Unbeknownst to Amy, she herself fits that description, and that irony is at the heart of the bright indie comedy Adult World. The chemistry at the heart of the film belongs to Roberts and Cusack.
When Roberts’s Amy leaves the nest 90K in college debt with no marketable skill (her degree is in poetry, after all), she takes a job at an old style porn shop. There, a unique and fascinating world revolves around her, but she’s too busy “feeling, deeply feeling” to notice. Which is, of course, the problem with her artistry – she’s trying to write when she has refused to live, so what could she have to write about?
We watch as Amy refuses to participate in life, insulated from the world by her misguided, socially-instilled belief in her own specialness. Thankfully, director Scott Coffey’s film – scripted with refreshing self-deprecation by Andy Cochran – is rarely too overt with its theme. Sometimes, sure, and you would never call the film exactly subtle. But it has some real freshness to offer instead.
While the cast on the whole is quite solid, Roberts really hits high gear in scenes with Cusack. When these characters are together we get to see each at his or her most potent. Films rarely offer such undiluted presences. Neither actor is afraid to embrace what is unlikeable about their own character, and their scenes together are a kind of joyous celebration of flaws. A giddy artistic energy flows between the two performers that is a blast to watch.
Not every pairing goes as well. Amy’s onscreen love interest is played by Roberts’s offscreen love (and American Horror Story co-star) Evan Peters. Though their romance is sweet, its course is also predictable.
Worse still, the great Cloris Leachman is underused, and Armando Riesco’s drag queen is tacked onto the story sloppily and without real meaning.
Still, much of this story rings true, and the approach taken to poke fun at Generation Mundane is clever and well-intentioned. More than anything, though, it’s great to see Cusack running on all cylinders and matched so well.
The Wind Rises – the Oscar nominated, animated, fantastical biopic of Japanese aeronautical engineer Jiro Horikoshi – may be genius filmmaker Hayao Miyazaki’s final film.
A body of work like his – Spirited Away, My Neighbor Totoro, Ponyo, Princess Mononoke and so many more – deserves a unique capstone, and The Wind Rises is certainly unique.
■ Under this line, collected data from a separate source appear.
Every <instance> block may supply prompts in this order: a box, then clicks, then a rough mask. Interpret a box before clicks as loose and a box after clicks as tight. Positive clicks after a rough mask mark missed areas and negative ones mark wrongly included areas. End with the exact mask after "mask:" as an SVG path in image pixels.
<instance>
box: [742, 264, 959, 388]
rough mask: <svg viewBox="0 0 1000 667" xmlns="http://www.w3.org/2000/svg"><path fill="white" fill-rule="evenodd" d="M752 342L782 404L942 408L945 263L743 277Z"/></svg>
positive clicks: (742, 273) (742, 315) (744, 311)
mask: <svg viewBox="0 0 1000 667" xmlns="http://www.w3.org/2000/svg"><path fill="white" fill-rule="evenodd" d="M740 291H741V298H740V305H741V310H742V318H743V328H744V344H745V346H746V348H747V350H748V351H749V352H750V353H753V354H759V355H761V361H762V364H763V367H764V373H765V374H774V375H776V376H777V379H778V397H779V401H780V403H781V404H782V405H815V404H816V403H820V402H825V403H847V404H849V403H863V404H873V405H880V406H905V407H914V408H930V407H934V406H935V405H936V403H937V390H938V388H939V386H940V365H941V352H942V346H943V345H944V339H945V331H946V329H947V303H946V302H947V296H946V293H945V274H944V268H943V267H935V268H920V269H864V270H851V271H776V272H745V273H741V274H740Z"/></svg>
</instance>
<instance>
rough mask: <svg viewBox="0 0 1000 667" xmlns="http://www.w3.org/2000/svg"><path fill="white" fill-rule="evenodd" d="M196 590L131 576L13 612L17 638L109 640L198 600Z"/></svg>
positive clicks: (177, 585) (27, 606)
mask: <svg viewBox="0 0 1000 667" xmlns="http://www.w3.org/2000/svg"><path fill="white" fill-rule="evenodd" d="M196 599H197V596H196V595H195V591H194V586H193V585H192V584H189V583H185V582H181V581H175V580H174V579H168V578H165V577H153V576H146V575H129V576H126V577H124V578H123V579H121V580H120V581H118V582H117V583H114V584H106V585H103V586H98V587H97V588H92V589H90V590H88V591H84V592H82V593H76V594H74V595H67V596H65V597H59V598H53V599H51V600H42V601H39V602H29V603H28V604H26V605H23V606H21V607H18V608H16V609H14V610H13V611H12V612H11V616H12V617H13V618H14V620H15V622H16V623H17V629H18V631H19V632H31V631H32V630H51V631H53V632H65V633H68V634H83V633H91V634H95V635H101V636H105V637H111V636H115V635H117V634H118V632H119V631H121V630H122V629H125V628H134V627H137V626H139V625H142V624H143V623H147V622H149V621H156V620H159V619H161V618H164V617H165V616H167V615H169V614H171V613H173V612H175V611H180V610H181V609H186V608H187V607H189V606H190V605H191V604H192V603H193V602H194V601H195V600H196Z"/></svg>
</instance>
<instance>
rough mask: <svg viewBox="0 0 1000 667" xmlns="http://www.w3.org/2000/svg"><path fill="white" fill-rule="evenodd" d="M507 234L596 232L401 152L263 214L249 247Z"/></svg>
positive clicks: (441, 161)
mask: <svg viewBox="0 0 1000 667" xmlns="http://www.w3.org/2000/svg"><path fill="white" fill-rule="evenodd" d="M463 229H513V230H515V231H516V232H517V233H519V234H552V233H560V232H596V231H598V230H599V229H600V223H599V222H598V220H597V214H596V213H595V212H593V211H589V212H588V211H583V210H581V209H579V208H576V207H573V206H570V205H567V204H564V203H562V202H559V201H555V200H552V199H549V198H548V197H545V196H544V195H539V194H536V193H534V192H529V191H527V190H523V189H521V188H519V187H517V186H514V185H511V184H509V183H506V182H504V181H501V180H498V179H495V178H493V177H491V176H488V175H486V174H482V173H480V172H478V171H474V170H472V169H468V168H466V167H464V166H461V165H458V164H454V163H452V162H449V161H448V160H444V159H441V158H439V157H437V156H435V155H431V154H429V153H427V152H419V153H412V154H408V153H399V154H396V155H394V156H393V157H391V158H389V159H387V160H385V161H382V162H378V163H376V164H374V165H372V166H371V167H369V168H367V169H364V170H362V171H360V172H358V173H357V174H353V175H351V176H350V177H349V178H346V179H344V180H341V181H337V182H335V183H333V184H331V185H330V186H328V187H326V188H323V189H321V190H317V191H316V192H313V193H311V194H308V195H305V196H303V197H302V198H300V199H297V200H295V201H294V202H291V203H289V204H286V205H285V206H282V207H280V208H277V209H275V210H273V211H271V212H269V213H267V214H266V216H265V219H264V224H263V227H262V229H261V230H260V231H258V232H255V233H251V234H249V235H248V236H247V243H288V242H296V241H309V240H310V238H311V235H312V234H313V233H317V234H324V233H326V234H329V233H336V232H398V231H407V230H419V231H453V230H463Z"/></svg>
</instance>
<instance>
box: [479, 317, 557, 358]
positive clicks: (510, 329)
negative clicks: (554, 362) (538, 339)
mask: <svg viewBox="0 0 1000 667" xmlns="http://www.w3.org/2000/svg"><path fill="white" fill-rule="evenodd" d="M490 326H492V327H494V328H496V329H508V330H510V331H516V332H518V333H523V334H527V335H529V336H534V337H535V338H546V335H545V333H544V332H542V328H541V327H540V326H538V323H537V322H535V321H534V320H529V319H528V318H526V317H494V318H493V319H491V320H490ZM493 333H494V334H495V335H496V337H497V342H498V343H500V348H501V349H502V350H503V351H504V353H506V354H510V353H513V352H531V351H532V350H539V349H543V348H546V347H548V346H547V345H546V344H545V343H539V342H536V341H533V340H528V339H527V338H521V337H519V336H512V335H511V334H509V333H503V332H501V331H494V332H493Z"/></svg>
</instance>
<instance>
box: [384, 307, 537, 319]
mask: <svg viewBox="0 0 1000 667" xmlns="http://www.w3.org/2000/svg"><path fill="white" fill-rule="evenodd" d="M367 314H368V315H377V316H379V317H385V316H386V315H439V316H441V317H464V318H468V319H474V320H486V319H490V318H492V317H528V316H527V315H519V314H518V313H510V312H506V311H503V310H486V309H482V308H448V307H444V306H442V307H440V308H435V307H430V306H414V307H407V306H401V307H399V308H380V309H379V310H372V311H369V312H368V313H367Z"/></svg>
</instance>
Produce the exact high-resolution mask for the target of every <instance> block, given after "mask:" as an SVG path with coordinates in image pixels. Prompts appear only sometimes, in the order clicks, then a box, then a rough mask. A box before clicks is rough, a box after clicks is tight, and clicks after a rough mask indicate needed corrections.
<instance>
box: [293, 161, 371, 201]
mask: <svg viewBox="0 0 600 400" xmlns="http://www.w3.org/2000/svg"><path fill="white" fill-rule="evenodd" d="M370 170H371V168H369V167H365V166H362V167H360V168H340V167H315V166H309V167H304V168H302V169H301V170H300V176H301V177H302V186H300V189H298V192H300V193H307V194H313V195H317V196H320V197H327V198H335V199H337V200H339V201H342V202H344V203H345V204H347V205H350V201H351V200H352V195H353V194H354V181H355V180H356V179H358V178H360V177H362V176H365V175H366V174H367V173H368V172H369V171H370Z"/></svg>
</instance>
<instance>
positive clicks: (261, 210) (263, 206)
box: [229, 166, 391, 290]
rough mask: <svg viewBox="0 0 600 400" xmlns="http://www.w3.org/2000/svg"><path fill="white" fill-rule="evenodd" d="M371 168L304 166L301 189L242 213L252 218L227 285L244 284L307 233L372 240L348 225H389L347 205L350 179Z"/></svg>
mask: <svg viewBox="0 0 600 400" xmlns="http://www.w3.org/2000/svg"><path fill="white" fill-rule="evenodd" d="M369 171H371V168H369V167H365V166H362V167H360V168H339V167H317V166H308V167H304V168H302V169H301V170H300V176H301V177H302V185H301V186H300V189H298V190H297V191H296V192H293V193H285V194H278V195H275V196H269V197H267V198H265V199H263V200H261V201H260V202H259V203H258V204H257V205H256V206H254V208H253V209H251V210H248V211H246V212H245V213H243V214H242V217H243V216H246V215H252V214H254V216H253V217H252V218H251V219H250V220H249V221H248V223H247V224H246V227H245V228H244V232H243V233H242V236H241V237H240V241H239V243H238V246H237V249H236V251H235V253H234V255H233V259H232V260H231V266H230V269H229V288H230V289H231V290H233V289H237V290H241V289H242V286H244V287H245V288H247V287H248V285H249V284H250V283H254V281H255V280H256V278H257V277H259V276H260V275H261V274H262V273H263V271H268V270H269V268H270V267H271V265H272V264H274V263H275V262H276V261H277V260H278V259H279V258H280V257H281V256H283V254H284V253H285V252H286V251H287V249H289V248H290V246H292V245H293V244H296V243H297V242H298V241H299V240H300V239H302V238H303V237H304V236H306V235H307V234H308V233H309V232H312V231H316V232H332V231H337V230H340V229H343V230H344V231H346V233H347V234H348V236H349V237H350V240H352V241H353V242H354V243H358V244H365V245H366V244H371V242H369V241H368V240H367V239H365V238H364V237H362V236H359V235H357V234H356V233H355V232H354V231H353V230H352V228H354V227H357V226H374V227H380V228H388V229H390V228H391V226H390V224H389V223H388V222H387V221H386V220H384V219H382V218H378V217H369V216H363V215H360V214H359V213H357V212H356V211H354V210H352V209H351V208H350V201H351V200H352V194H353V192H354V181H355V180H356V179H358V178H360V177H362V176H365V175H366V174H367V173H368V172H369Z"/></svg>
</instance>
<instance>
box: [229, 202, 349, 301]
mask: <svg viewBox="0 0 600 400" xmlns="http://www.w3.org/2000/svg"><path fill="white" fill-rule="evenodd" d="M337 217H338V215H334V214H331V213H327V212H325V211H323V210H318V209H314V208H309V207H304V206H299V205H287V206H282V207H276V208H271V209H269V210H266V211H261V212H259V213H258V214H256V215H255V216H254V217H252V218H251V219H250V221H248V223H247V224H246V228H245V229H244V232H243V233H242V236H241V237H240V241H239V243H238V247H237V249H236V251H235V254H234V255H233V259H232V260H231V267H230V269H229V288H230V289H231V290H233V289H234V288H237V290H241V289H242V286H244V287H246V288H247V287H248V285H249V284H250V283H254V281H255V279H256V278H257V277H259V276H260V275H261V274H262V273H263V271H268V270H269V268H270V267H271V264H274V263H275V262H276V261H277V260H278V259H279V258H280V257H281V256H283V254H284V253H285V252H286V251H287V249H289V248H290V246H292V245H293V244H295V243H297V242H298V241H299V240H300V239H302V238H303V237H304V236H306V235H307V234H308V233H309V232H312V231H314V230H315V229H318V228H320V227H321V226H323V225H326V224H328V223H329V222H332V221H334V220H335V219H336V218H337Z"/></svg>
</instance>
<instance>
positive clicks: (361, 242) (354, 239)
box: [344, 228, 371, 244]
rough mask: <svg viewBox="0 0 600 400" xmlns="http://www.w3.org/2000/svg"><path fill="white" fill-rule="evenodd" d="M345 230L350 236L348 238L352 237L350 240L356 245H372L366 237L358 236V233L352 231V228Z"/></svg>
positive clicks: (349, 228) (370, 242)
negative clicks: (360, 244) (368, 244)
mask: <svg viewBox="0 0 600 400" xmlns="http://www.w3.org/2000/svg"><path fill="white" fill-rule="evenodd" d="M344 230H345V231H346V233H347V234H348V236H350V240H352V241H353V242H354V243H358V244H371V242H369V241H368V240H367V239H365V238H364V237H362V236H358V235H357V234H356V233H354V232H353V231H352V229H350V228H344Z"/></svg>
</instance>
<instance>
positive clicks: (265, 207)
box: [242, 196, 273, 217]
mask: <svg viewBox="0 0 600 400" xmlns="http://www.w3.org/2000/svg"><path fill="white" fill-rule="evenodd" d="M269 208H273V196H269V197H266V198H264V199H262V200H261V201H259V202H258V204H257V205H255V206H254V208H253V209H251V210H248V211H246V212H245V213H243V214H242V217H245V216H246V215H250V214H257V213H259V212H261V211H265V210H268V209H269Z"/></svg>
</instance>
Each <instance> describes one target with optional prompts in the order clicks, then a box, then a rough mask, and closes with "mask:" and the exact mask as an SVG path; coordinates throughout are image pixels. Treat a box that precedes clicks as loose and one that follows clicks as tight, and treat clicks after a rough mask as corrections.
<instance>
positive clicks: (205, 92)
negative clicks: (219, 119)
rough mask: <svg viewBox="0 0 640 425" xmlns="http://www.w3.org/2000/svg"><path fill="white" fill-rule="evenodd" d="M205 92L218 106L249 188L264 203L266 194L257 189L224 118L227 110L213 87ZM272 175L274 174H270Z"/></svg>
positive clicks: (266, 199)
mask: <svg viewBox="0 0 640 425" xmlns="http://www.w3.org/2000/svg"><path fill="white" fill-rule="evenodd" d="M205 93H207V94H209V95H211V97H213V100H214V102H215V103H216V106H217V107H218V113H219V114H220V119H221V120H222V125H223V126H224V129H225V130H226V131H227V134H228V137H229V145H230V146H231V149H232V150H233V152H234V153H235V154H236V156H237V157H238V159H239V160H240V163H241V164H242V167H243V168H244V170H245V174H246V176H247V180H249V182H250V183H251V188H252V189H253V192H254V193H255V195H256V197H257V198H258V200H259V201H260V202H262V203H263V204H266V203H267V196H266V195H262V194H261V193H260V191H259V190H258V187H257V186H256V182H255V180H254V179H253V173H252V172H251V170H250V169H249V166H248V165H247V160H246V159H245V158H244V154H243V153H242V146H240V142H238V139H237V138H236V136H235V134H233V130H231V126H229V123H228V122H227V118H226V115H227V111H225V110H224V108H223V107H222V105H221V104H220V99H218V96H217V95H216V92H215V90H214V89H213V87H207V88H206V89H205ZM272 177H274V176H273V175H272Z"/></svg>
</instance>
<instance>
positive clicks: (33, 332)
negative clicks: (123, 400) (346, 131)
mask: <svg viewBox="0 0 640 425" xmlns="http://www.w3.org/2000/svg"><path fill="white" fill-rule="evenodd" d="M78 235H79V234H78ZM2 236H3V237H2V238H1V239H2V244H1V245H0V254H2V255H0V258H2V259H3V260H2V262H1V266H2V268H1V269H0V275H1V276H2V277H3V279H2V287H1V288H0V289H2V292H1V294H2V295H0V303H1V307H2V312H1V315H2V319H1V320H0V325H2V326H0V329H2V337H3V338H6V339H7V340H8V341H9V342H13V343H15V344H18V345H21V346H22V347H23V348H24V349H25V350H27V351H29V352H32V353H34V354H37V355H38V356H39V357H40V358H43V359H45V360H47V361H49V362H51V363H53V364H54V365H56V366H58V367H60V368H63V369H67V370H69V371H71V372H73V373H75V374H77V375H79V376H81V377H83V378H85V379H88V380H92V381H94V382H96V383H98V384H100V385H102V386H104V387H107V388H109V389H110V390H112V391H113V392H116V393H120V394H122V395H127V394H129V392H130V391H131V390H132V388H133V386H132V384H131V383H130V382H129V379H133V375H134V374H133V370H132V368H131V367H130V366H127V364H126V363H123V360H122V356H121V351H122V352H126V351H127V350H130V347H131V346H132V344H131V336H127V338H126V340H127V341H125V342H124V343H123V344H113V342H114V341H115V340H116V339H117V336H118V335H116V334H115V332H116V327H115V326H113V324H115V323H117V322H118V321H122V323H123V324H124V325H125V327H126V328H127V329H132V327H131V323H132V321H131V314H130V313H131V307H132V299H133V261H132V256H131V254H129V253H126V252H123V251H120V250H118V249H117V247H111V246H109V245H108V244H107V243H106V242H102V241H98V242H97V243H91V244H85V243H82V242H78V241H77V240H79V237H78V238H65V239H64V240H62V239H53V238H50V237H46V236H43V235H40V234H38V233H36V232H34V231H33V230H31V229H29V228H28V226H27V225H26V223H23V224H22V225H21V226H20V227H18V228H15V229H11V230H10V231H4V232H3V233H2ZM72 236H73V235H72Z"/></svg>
This film is not only unlike anything else Miyazaki has crafted, but unlike anything else period.
Set in Japan in the early 1920s, the film offers a fictionalized account of a nearsighted boy who dreams – literally – of aircraft. In Jiro’s dreams, Italian aeronautical pioneer Gianni Caproni enlightens the boy to the elegant, creative possibilities of airplanes. Unable to become a pilot because of his eyesight, Jiro determines to design planes.
Like everything Miyazaki does, Wind is a visual glory. Whether crowded city streets, mountainside locales, or cloud-speckled heavens, the scenery in this film is breathtaking. Touching, intimate moments and catastrophic acts of God or of war, Miyazaki treats them with the same poetic brushstroke.
The subject matter here proves more adult than his previous efforts, though, and he limits the fantastical elements because of it. Though the dream sequences are a joy, don’t expect to find unusual creatures or outright feats of magic in this one.
Rather, Miyazaki attends to some of Japan’s most epic historic moments, contextualized behind the journey of one quiet, delicate young man’s voyage through life. The result is less giddily entertaining than what you might expect from the filmmaker, but no less captivating.